Apollo said on Monday that co-founder Marc Rowan will formally take over as CEO after being named as Black’s successor in January. Two new independent directors, Richard Emerson and Kerry Murphy Healey, were also added to Apollo’s board.
New York-based Apollo had appointed Clayton, 54, who was SEC chairman from May 2017 to December 2020, as lead independent director in February to improve corporate governance after the review.
“I think it was appropriate that once Black left as CEO he also leave as chairman,” said Charles Elson, a corporate governance expert and finance professor at the University of Delaware. “If they wanted to remove affiliation, it wouldn’t have made any sense if he remained as executive chairman overseeing the board.”
On Monday, Citigroup analysts upgraded Apollo’s rating to “Buy” from “Neutral,” citing a sharp reduction in risks associated with investigations into Black’s personal relationship with Epstein.

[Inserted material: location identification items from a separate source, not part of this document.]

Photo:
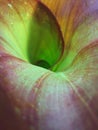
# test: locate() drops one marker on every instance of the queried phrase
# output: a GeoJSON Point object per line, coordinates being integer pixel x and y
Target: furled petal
{"type": "Point", "coordinates": [29, 31]}
{"type": "Point", "coordinates": [34, 98]}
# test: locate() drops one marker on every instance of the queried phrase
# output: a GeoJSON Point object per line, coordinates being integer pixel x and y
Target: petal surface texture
{"type": "Point", "coordinates": [48, 65]}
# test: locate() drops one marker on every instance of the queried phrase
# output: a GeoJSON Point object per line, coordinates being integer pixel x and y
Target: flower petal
{"type": "Point", "coordinates": [29, 31]}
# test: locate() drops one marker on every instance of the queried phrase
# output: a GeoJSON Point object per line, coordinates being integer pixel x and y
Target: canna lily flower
{"type": "Point", "coordinates": [48, 64]}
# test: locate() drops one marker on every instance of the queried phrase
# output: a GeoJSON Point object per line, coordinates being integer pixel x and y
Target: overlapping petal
{"type": "Point", "coordinates": [36, 98]}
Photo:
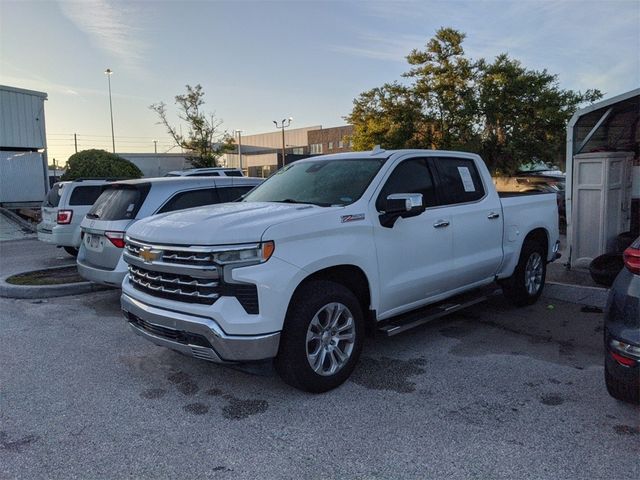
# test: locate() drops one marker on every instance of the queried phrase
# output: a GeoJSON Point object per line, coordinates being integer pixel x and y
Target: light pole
{"type": "Point", "coordinates": [109, 72]}
{"type": "Point", "coordinates": [284, 124]}
{"type": "Point", "coordinates": [239, 132]}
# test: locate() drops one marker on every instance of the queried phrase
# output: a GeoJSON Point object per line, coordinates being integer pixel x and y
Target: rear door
{"type": "Point", "coordinates": [476, 220]}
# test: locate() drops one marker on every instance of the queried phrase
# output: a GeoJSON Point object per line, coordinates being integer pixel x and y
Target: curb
{"type": "Point", "coordinates": [18, 219]}
{"type": "Point", "coordinates": [8, 290]}
{"type": "Point", "coordinates": [582, 295]}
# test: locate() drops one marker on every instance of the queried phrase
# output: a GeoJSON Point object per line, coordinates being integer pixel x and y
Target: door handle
{"type": "Point", "coordinates": [441, 224]}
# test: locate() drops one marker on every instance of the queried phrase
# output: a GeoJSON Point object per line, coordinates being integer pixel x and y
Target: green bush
{"type": "Point", "coordinates": [99, 164]}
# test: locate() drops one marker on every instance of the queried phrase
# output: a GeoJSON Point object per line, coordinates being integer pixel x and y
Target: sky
{"type": "Point", "coordinates": [260, 61]}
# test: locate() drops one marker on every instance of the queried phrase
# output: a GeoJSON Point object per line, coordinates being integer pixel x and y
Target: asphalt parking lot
{"type": "Point", "coordinates": [493, 392]}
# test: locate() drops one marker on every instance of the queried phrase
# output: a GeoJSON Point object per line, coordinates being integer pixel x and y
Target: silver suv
{"type": "Point", "coordinates": [206, 172]}
{"type": "Point", "coordinates": [64, 208]}
{"type": "Point", "coordinates": [121, 204]}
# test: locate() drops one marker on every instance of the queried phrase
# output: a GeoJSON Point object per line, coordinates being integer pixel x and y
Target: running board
{"type": "Point", "coordinates": [410, 320]}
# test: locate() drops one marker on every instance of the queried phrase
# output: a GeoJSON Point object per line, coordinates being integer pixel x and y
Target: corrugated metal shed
{"type": "Point", "coordinates": [23, 147]}
{"type": "Point", "coordinates": [22, 118]}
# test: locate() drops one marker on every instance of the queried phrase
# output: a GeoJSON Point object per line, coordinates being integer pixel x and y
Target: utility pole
{"type": "Point", "coordinates": [109, 72]}
{"type": "Point", "coordinates": [284, 124]}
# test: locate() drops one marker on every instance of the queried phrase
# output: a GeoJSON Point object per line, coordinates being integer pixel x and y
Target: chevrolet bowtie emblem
{"type": "Point", "coordinates": [149, 255]}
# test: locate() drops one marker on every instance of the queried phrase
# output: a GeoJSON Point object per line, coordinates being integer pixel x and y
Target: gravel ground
{"type": "Point", "coordinates": [493, 392]}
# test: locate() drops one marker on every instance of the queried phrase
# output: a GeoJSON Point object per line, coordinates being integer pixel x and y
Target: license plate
{"type": "Point", "coordinates": [93, 242]}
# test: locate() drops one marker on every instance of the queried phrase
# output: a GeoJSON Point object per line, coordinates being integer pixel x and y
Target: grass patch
{"type": "Point", "coordinates": [55, 276]}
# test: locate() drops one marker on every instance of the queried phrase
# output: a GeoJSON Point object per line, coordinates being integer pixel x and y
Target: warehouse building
{"type": "Point", "coordinates": [260, 155]}
{"type": "Point", "coordinates": [23, 147]}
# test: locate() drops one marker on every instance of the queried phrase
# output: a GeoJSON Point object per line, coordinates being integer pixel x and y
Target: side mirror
{"type": "Point", "coordinates": [401, 205]}
{"type": "Point", "coordinates": [404, 203]}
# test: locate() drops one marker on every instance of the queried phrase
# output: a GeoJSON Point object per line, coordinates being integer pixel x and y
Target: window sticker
{"type": "Point", "coordinates": [467, 181]}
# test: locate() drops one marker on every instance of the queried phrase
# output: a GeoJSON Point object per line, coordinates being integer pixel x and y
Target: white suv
{"type": "Point", "coordinates": [64, 208]}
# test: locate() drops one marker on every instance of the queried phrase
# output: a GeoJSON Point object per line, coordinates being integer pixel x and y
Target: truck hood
{"type": "Point", "coordinates": [227, 223]}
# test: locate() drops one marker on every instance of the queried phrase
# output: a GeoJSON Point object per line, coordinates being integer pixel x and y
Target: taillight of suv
{"type": "Point", "coordinates": [64, 217]}
{"type": "Point", "coordinates": [117, 238]}
{"type": "Point", "coordinates": [631, 257]}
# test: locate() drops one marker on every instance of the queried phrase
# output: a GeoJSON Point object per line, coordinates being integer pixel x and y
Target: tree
{"type": "Point", "coordinates": [99, 164]}
{"type": "Point", "coordinates": [444, 85]}
{"type": "Point", "coordinates": [500, 109]}
{"type": "Point", "coordinates": [204, 141]}
{"type": "Point", "coordinates": [385, 116]}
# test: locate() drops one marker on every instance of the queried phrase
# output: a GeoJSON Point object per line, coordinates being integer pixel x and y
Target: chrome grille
{"type": "Point", "coordinates": [176, 287]}
{"type": "Point", "coordinates": [185, 274]}
{"type": "Point", "coordinates": [166, 255]}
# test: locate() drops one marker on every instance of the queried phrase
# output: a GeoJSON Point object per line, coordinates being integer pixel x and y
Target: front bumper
{"type": "Point", "coordinates": [101, 275]}
{"type": "Point", "coordinates": [196, 336]}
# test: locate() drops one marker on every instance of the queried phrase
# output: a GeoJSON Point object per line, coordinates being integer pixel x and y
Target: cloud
{"type": "Point", "coordinates": [112, 26]}
{"type": "Point", "coordinates": [377, 47]}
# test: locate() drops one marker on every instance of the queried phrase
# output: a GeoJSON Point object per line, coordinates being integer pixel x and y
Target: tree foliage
{"type": "Point", "coordinates": [99, 164]}
{"type": "Point", "coordinates": [500, 109]}
{"type": "Point", "coordinates": [204, 140]}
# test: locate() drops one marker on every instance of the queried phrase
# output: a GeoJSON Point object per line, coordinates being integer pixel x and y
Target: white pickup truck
{"type": "Point", "coordinates": [327, 248]}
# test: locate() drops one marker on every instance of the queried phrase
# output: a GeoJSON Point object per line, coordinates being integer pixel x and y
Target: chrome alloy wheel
{"type": "Point", "coordinates": [330, 339]}
{"type": "Point", "coordinates": [533, 273]}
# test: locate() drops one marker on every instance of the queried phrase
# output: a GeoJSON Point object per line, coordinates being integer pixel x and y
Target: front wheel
{"type": "Point", "coordinates": [322, 337]}
{"type": "Point", "coordinates": [525, 286]}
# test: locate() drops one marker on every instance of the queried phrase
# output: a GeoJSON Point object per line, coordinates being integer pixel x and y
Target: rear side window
{"type": "Point", "coordinates": [231, 194]}
{"type": "Point", "coordinates": [85, 195]}
{"type": "Point", "coordinates": [118, 203]}
{"type": "Point", "coordinates": [190, 199]}
{"type": "Point", "coordinates": [459, 180]}
{"type": "Point", "coordinates": [411, 176]}
{"type": "Point", "coordinates": [53, 197]}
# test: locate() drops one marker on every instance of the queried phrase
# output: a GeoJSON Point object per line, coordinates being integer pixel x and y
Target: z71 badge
{"type": "Point", "coordinates": [352, 218]}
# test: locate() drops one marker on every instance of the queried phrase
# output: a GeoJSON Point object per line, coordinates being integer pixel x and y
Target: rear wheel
{"type": "Point", "coordinates": [71, 251]}
{"type": "Point", "coordinates": [525, 286]}
{"type": "Point", "coordinates": [322, 337]}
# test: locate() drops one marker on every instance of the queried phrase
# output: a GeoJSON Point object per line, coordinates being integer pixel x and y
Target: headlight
{"type": "Point", "coordinates": [246, 256]}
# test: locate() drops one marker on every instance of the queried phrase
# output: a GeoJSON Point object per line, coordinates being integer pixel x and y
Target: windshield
{"type": "Point", "coordinates": [319, 182]}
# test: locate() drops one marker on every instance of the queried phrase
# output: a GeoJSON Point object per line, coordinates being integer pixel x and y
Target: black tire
{"type": "Point", "coordinates": [292, 362]}
{"type": "Point", "coordinates": [515, 288]}
{"type": "Point", "coordinates": [71, 251]}
{"type": "Point", "coordinates": [605, 268]}
{"type": "Point", "coordinates": [619, 388]}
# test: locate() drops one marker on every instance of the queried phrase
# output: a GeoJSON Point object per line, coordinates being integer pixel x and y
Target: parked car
{"type": "Point", "coordinates": [622, 330]}
{"type": "Point", "coordinates": [63, 210]}
{"type": "Point", "coordinates": [206, 172]}
{"type": "Point", "coordinates": [328, 246]}
{"type": "Point", "coordinates": [124, 203]}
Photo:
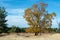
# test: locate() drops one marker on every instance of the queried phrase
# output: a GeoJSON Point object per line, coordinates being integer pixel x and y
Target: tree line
{"type": "Point", "coordinates": [38, 18]}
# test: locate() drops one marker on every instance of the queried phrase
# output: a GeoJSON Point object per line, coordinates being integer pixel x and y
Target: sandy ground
{"type": "Point", "coordinates": [27, 36]}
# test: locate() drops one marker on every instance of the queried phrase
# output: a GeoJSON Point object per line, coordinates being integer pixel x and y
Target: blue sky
{"type": "Point", "coordinates": [15, 9]}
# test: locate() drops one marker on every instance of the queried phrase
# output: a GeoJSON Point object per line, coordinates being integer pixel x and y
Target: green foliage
{"type": "Point", "coordinates": [3, 14]}
{"type": "Point", "coordinates": [13, 29]}
{"type": "Point", "coordinates": [38, 17]}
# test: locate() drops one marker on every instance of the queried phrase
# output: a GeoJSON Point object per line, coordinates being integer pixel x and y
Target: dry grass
{"type": "Point", "coordinates": [30, 36]}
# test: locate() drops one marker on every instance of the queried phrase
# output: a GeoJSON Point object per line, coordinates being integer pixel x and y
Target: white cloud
{"type": "Point", "coordinates": [15, 11]}
{"type": "Point", "coordinates": [16, 20]}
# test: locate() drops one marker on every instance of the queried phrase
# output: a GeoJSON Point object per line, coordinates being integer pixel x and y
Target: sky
{"type": "Point", "coordinates": [15, 9]}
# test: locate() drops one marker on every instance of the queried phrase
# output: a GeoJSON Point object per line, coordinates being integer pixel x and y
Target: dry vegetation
{"type": "Point", "coordinates": [30, 36]}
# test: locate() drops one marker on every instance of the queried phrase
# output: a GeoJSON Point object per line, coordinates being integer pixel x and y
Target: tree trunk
{"type": "Point", "coordinates": [36, 34]}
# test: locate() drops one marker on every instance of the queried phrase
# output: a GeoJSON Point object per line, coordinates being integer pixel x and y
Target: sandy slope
{"type": "Point", "coordinates": [25, 36]}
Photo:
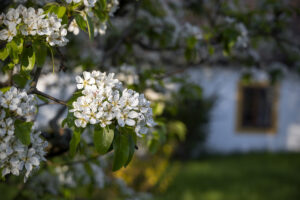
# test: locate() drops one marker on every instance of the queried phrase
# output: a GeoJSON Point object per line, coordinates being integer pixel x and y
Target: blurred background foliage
{"type": "Point", "coordinates": [158, 41]}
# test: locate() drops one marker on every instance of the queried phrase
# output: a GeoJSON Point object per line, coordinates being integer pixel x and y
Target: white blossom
{"type": "Point", "coordinates": [104, 101]}
{"type": "Point", "coordinates": [31, 22]}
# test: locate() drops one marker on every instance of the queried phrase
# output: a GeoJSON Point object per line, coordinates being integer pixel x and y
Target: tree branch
{"type": "Point", "coordinates": [36, 91]}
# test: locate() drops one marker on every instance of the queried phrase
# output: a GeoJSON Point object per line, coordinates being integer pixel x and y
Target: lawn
{"type": "Point", "coordinates": [237, 177]}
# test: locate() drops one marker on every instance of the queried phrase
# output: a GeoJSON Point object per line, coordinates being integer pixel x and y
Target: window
{"type": "Point", "coordinates": [257, 108]}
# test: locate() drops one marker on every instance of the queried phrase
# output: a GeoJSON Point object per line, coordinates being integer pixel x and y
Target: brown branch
{"type": "Point", "coordinates": [36, 91]}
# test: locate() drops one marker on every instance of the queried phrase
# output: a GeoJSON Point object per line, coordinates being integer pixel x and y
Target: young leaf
{"type": "Point", "coordinates": [80, 22]}
{"type": "Point", "coordinates": [23, 130]}
{"type": "Point", "coordinates": [20, 80]}
{"type": "Point", "coordinates": [60, 11]}
{"type": "Point", "coordinates": [5, 89]}
{"type": "Point", "coordinates": [74, 97]}
{"type": "Point", "coordinates": [41, 52]}
{"type": "Point", "coordinates": [52, 57]}
{"type": "Point", "coordinates": [90, 26]}
{"type": "Point", "coordinates": [4, 53]}
{"type": "Point", "coordinates": [131, 142]}
{"type": "Point", "coordinates": [75, 141]}
{"type": "Point", "coordinates": [121, 150]}
{"type": "Point", "coordinates": [103, 138]}
{"type": "Point", "coordinates": [28, 59]}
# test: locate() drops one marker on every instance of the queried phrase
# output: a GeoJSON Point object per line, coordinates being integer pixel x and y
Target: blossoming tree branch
{"type": "Point", "coordinates": [116, 114]}
{"type": "Point", "coordinates": [123, 61]}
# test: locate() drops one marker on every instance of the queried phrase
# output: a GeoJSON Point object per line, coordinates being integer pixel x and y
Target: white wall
{"type": "Point", "coordinates": [222, 136]}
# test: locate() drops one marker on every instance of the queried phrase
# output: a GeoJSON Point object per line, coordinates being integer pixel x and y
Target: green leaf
{"type": "Point", "coordinates": [90, 26]}
{"type": "Point", "coordinates": [28, 59]}
{"type": "Point", "coordinates": [69, 120]}
{"type": "Point", "coordinates": [15, 48]}
{"type": "Point", "coordinates": [103, 138]}
{"type": "Point", "coordinates": [52, 57]}
{"type": "Point", "coordinates": [20, 79]}
{"type": "Point", "coordinates": [5, 89]}
{"type": "Point", "coordinates": [40, 50]}
{"type": "Point", "coordinates": [75, 141]}
{"type": "Point", "coordinates": [121, 150]}
{"type": "Point", "coordinates": [131, 141]}
{"type": "Point", "coordinates": [60, 11]}
{"type": "Point", "coordinates": [4, 53]}
{"type": "Point", "coordinates": [80, 22]}
{"type": "Point", "coordinates": [44, 99]}
{"type": "Point", "coordinates": [23, 130]}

Black was subpoenaed last year by U.S. Virgin Islands Attorney General Denise George as part of a lawsuit against Epstein’s estate seeking civil penalties and the forfeiture of assets including two private islands on which he allegedly raped and trafficked girls and young women.
Black has said he intends to cooperate with the inquiry as well as any other investigation.
Earlier this month, Apollo announced it would merge with Athene Holding Ltd in an $11 billion all-stock deal, bringing in-house an annuities provider that helped turn it into one of the world’s largest corporate credit investors.
“In the last few months, not only did we announce a transformative merger with Athene, but also expect to report that our first-quarter earnings will exceed analyst consensus in all relevant measures,” Black said in a statement on Monday.
“I thus view this as the ideal moment to step back and focus on my family, my wife Debra’s and my health issues, and my many other interests,” he added.
Black said he will remain Apollo’s single largest shareholder and hopes to return to the company at some point.